Um estudo* realizado pela Harvard Medical School, nos Estados Unidos e divulgado em 2014, relacionou a privação de sono com a obesidade infantil. O estudo demonstrou predomínio de obesidade 2,6 vezes maior entre as crianças que dormem menos do que o recomendado para sua idade

Os cientistas consideraram que doze horas diárias É o mínimo que as crianças de seis meses a dois anos de idade devem dormir; mínimo de dez horas para três e quatro anos; e mínimo de nove horas para cinco a sete anos.

A explicação para o resultado seria a influência do sono nas hormonas que controlam a fome e a saciedade, as más escolhas de alimentos para matar a fome (causada pela privação do sono) ou rotinas domésticas que diminuem a vontade de dormir e aumentam o consumo de comida.

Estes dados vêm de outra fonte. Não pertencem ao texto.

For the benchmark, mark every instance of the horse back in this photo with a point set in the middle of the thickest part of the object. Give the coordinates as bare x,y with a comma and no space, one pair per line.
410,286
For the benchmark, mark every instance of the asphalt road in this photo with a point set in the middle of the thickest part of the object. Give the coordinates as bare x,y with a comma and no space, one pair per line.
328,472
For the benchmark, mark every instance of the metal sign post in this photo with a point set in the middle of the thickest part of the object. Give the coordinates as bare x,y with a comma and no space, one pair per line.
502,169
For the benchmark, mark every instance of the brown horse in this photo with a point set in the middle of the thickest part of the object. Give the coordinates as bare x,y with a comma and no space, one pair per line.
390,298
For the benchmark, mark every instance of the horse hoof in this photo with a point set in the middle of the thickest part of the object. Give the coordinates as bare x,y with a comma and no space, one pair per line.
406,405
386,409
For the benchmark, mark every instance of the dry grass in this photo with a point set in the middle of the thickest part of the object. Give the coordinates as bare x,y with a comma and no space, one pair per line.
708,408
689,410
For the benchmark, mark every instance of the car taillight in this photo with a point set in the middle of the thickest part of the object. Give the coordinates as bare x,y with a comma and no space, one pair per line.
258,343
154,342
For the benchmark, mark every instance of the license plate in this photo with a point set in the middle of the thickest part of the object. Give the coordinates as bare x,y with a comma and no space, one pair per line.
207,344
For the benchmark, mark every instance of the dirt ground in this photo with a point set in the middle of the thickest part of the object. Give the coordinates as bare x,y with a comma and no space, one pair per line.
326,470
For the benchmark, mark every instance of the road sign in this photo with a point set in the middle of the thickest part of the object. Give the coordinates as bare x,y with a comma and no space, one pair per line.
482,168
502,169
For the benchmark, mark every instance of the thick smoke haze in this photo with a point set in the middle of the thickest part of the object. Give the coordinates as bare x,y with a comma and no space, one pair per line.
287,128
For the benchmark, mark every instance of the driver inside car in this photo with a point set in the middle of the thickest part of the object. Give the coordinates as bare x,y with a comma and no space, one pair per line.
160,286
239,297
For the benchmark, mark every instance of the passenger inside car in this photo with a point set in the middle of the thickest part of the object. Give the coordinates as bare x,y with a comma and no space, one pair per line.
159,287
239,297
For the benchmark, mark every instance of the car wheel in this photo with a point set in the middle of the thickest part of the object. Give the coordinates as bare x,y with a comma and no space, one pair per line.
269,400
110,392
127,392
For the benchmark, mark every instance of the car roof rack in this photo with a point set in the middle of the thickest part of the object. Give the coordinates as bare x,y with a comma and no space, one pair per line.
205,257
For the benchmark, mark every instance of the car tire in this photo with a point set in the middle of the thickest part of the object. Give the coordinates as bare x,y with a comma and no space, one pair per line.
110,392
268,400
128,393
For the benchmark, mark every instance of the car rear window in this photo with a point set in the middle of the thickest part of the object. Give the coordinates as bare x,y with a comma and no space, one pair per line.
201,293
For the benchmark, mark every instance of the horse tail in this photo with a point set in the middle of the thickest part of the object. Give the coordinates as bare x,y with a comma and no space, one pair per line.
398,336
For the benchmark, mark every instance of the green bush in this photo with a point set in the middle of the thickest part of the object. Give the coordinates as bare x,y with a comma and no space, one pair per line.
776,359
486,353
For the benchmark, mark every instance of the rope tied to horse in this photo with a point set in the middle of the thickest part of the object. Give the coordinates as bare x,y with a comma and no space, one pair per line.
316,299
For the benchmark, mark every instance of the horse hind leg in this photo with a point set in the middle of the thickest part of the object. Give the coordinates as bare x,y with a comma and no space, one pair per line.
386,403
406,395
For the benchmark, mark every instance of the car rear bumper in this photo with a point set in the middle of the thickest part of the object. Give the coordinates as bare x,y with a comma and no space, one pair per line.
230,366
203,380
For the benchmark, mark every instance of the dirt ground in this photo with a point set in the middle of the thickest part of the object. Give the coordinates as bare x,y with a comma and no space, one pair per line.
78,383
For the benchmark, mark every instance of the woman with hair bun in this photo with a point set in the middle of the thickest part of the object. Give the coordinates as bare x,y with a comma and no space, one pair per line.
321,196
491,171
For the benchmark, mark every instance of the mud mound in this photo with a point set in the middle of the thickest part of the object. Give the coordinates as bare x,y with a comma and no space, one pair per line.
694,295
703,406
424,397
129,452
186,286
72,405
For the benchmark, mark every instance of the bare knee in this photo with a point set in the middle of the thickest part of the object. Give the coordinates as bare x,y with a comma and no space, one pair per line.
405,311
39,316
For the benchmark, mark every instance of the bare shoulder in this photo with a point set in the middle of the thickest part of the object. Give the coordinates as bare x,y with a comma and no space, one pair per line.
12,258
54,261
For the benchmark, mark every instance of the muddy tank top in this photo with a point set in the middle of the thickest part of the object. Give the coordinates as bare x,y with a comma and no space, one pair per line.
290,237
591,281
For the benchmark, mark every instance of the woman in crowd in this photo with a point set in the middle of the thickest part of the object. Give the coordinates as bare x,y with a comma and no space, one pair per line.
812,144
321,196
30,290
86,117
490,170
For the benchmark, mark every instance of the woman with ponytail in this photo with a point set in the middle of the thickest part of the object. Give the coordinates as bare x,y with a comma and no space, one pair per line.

Sono insuficiente pode também oferecer mais “oportunidades” para comer, especialmente se o tempo é gasto em atividades sedentárias, como assistir TV.

Os médicos pediatras podem ensinar aos pais e aos filhos maneiras para que as crianças tenham uma melhor noite de sono, incluindo determinar o horário de dormir, limitar o consumo de alimentos com cafeína no fim do dia e cortar distrações tecnológicas na cama”.

Crie hábitos saudáveis aos seus filhos desde pequeninos.